防衛省によりますと4日午前7時22分ごろ、北朝鮮から弾道ミサイル1発が発射され、東北地方の上空を通過しておよそ4600キロ飛行し、日本のEEZ=排他的経済水域の外側の太平洋に落下したとみられています。
午前10時時点で岩手県には被害の情報などは入っていないということです。

防衛省によりますと4日午前7時22分ごろ、北朝鮮内陸部から弾道ミサイル1発が東の方向に発射されました。

ミサイルは東北地方の上空を通過しておよそ4600キロ飛行し、午前7時44分ごろ、日本のEEZ=排他的経済水域の外側の太平洋に落下したとみられています。

政府関係者によりますと、ミサイルは日本列島の東3000キロ余りの海域に落下した可能性があるということです。

最高高度はおよそ1000キロとみられ、自衛隊による「破壊措置」は実施していないということです。
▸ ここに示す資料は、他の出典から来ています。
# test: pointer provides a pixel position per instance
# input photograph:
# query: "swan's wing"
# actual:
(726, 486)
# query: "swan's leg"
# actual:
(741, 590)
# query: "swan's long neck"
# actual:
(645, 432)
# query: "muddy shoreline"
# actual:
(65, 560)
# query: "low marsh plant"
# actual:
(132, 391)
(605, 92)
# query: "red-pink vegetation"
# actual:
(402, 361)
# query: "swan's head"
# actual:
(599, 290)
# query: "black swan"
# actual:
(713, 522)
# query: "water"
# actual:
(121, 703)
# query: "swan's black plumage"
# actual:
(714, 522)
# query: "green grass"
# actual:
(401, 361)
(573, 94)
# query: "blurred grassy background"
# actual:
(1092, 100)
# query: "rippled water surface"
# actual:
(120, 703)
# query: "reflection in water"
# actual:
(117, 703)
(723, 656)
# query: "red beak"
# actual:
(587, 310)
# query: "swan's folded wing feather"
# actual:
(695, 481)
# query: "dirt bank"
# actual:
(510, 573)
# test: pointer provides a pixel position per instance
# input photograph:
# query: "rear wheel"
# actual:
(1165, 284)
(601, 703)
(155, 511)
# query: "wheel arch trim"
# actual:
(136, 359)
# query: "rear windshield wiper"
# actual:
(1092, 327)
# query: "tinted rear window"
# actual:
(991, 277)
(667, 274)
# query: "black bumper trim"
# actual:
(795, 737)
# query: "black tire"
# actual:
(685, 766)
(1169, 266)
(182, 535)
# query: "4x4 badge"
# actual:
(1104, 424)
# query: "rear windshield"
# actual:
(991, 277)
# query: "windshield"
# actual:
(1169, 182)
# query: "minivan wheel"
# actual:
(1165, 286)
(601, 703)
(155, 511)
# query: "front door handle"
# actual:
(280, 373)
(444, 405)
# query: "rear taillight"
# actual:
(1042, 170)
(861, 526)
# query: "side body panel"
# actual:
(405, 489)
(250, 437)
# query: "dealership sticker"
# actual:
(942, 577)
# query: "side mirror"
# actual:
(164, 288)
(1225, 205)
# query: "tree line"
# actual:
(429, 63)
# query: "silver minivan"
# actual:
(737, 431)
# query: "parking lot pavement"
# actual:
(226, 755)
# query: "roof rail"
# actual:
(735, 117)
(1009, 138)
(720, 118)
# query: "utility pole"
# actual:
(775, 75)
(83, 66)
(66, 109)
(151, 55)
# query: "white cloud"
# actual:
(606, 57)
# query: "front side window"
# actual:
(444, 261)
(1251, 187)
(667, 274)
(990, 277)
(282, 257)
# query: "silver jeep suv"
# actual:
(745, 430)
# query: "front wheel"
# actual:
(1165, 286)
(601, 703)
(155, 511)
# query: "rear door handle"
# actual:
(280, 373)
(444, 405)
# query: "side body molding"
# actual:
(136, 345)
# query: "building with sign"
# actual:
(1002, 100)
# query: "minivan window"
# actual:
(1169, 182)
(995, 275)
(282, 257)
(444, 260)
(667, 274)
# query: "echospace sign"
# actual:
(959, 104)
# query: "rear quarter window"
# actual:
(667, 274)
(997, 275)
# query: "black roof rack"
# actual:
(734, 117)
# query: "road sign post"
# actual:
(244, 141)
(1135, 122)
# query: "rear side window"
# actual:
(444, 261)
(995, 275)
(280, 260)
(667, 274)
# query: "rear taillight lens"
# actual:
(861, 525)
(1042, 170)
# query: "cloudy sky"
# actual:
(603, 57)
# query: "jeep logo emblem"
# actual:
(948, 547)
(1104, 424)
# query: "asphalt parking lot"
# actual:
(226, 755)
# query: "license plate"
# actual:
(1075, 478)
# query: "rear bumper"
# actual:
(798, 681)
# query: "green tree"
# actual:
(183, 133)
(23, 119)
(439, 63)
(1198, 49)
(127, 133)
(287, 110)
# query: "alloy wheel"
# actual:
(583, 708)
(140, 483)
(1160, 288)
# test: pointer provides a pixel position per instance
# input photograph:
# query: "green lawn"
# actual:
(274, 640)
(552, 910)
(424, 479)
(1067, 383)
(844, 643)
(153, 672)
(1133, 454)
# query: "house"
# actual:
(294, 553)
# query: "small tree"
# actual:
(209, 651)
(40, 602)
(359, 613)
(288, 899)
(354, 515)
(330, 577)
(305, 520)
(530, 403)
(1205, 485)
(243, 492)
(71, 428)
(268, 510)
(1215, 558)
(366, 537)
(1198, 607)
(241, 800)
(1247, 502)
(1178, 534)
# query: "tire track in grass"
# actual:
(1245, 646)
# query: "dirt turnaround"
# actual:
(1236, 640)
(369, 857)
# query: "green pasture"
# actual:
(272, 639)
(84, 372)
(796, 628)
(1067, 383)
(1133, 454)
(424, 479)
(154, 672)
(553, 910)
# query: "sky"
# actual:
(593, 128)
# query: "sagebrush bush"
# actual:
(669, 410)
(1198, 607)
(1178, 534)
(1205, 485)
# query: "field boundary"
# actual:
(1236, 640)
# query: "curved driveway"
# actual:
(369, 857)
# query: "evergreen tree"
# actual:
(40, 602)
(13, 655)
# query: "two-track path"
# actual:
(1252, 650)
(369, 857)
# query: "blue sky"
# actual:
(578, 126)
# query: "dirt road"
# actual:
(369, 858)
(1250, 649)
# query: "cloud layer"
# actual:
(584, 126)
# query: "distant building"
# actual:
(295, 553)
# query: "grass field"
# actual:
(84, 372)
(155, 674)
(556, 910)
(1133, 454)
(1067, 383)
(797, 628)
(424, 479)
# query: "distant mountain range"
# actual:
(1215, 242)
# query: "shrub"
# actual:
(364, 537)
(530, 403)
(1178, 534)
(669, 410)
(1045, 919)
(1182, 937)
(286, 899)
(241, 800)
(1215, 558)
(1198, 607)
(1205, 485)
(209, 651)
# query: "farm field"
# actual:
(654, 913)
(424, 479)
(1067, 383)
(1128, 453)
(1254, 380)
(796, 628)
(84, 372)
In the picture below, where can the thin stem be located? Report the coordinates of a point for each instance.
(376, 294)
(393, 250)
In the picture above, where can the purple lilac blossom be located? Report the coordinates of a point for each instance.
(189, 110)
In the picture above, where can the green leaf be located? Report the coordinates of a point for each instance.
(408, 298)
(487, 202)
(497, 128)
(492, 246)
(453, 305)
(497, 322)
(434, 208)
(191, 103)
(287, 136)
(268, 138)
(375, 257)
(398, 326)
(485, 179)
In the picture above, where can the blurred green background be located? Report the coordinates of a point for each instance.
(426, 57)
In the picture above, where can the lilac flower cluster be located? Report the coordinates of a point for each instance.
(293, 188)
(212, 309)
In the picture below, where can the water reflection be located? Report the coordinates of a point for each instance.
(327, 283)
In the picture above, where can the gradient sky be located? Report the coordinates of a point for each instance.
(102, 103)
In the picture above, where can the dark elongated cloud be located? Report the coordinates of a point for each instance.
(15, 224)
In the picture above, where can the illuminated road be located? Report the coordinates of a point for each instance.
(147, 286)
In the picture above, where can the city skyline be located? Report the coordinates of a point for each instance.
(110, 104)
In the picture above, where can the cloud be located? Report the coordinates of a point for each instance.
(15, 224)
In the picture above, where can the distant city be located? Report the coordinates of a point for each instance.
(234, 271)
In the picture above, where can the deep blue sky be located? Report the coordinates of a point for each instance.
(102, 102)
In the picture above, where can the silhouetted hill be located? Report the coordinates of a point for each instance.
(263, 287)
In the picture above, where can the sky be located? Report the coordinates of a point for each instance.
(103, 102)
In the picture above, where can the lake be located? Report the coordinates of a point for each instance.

浜田防衛大臣は、北朝鮮が発射した弾道ミサイルについて、IRBM=中距離弾道ミサイル級以上の射程を有するミサイルだと考えられると明らかにしました。

また、発射地点から着弾地点までの推定距離として発表してきた飛行距離、およそ4600キロは、これまでで最長であったと考えられると明らかにしました。

北朝鮮の弾道ミサイル発射を受けて、釜石海上保安部は巡視船1隻を待機させ、警戒態勢を取るとともに、沿岸の各漁業協同組合などと連絡を取り情報収集をしています。

午前10時現在、異常や漂流物に関する情報は寄せられておらず、海上保安部は引き続き情報収集を続けています。

また、岩手県防災課によりますと、午前10時の時点で県内の漁船などへの被害は確認されていないということで、海上保安部や県内の漁協に対して、被害が確認された場合は速やかに連絡するよう指示するなどして、引き続き情報収集を行っています。

弾道ミサイルの発射で、県内のJRは▽東北新幹線が盛岡駅と新青森駅の間の上下線で、▽八戸線が久慈駅と八戸駅の間の全線で安全確認のため一時、運転を見合わせましたが、いずれもおよそ20分後に運転を再開しています。

このほかの在来線や三陸鉄道、それにIGRいわて銀河鉄道に影響はなく、通常どおり運行しているということです。

また、県内の空の便や高速道路にも影響は出ていません。